静か、だけれども止めることのできない感情が身体を彼方へと連れ去っていく…一つ下の男と重ねる逢瀬 (ページ 3)
彼は上体を起こし、私の両膝を立たせて思い切り開いた。
両手で内股を触れるか触れないかのタッチで触られ、快感で私の腰がゆらゆら揺れる。
その反応が面白いのか、彼が暗闇でうっすら微笑んだのが分かった。
感度を確かめるように内股を滑らしていた手は、いつの間にか一番敏感な箇所に来ている。
縦に沿って形を楽しむようになぞっていた指が急に中に埋め込まれると、今度は顔を埋め舌を這わせてきた。
「すごいよ、ここ」
中指で中を満たしながら、クリトリスを舌で嬲る。
私は今、死んでもいいと心から願う。
この瞬間以外何もいらない。
それを教えてくれたのは彼だった。
私の両脚はだらしなく開き、だらだらと愛液を垂らしている。
どのくらいそうされていたのかわからないが、しばらくすると彼がサイドテーブルの引き出しを開け、自身にゴムを付ける音が聞こえた。
「入れるよ」
返事をする余裕もない程、私はすでに彼で満たされている。
そんな体に彼の最後の欲望が押し入って来た。
簡単に飲み込んで、締め付けて離さない。
「きつい」
彼は額から汗を垂らしながら、苦笑気味に呟く。
私は上体を起こし、彼の首に腕を回して体を密着させる。
はぁはぁと、息を切らせながら彼も両腕で私を抱きしめ腰をグラインドさせた。
快感は子宮を通り越して、脳天まで貫き通す勢いだった。
彼は私をうつ伏せにし、後ろからも攻めた。
背中を優しく撫でながら、でも下半身は激しさを保ったままで、私は枕に顔を突っ伏して喘ぎ声をあげた。

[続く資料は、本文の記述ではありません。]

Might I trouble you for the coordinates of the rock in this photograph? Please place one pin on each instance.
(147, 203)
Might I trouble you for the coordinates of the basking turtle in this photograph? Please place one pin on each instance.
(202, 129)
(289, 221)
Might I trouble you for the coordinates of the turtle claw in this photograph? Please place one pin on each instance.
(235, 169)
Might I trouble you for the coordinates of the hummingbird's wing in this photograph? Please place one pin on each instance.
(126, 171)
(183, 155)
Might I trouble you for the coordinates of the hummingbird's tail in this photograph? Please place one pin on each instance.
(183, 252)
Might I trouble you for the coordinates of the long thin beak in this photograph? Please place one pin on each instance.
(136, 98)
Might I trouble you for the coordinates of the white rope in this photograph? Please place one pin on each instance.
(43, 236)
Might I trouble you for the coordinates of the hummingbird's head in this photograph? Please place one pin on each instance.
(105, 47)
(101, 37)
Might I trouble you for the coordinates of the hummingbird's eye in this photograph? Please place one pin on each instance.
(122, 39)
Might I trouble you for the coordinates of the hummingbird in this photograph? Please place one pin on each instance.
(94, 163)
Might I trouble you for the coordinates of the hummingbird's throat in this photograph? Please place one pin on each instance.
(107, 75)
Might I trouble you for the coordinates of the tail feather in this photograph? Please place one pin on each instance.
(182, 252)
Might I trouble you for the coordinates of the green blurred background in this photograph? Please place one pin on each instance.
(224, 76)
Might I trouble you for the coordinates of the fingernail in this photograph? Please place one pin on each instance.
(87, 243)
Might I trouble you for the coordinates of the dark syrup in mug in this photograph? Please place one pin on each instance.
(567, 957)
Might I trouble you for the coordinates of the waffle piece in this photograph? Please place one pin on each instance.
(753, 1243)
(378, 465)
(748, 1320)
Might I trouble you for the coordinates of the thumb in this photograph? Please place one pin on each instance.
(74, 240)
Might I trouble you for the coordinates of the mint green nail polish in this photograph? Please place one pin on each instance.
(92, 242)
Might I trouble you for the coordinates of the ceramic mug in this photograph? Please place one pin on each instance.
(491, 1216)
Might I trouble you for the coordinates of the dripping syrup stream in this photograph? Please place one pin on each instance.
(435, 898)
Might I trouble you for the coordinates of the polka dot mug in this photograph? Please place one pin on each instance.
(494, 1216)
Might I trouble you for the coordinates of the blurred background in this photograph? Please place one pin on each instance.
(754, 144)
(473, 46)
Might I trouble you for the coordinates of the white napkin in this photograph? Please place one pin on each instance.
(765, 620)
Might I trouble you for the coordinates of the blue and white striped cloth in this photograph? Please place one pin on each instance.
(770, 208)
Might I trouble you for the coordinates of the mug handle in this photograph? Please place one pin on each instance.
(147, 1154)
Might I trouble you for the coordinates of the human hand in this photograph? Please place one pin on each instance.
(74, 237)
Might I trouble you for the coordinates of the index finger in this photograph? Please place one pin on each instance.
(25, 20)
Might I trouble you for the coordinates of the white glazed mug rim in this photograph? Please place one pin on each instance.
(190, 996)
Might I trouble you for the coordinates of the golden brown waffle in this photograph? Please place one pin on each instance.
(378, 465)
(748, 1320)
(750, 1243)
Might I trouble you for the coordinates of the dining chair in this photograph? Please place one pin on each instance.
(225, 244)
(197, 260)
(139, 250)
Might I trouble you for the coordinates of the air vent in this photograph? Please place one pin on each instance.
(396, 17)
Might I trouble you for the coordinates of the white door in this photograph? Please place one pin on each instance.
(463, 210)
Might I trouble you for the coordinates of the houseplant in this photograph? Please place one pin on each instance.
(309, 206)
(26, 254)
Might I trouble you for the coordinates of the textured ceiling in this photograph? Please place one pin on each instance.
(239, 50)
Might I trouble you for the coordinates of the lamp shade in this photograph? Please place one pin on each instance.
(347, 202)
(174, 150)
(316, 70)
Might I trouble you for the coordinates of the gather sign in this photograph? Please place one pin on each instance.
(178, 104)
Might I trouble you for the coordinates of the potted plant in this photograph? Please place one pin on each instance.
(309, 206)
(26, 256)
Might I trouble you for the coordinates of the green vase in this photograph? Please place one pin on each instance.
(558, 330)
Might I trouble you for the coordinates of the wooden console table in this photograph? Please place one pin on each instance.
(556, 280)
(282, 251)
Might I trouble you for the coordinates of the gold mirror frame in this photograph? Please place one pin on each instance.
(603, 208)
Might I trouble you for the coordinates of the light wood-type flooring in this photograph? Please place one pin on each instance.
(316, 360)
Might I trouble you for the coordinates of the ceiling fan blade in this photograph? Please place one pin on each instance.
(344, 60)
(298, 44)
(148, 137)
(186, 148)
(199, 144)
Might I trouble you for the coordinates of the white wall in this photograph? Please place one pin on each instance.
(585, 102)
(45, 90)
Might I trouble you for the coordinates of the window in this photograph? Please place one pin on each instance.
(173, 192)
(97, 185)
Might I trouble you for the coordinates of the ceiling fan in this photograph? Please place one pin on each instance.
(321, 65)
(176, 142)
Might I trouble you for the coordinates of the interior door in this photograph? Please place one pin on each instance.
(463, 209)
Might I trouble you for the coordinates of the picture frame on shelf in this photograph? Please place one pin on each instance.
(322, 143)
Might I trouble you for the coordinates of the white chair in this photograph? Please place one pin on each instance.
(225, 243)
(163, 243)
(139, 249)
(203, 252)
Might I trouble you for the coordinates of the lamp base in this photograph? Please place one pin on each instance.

激しく腰を打ち付ける彼の手をそっと握ると、意味を察したのか仰向けにしてくれた。
「顔見ながらしたい」
と、息も絶え絶えに言うと、
「俺も」
と呟いた。
「好き過ぎて壊したくなる」
と、耳元で囁かれ
「じゃあ遠慮なくやって」
と答えると、彼は残り全部の欲求をぶつけて来た。
私はもう何も考えられない。
彼の欲望が白い形を成して、吐き出された。
事が終わって静かな寝息を立てている彼を見つめながら、私は携帯で時間を確認する。
23:10。
私はさっきまでの自分を反芻しながら服を着る。
玄関先で彼の愛猫をひと撫でして部屋を出た。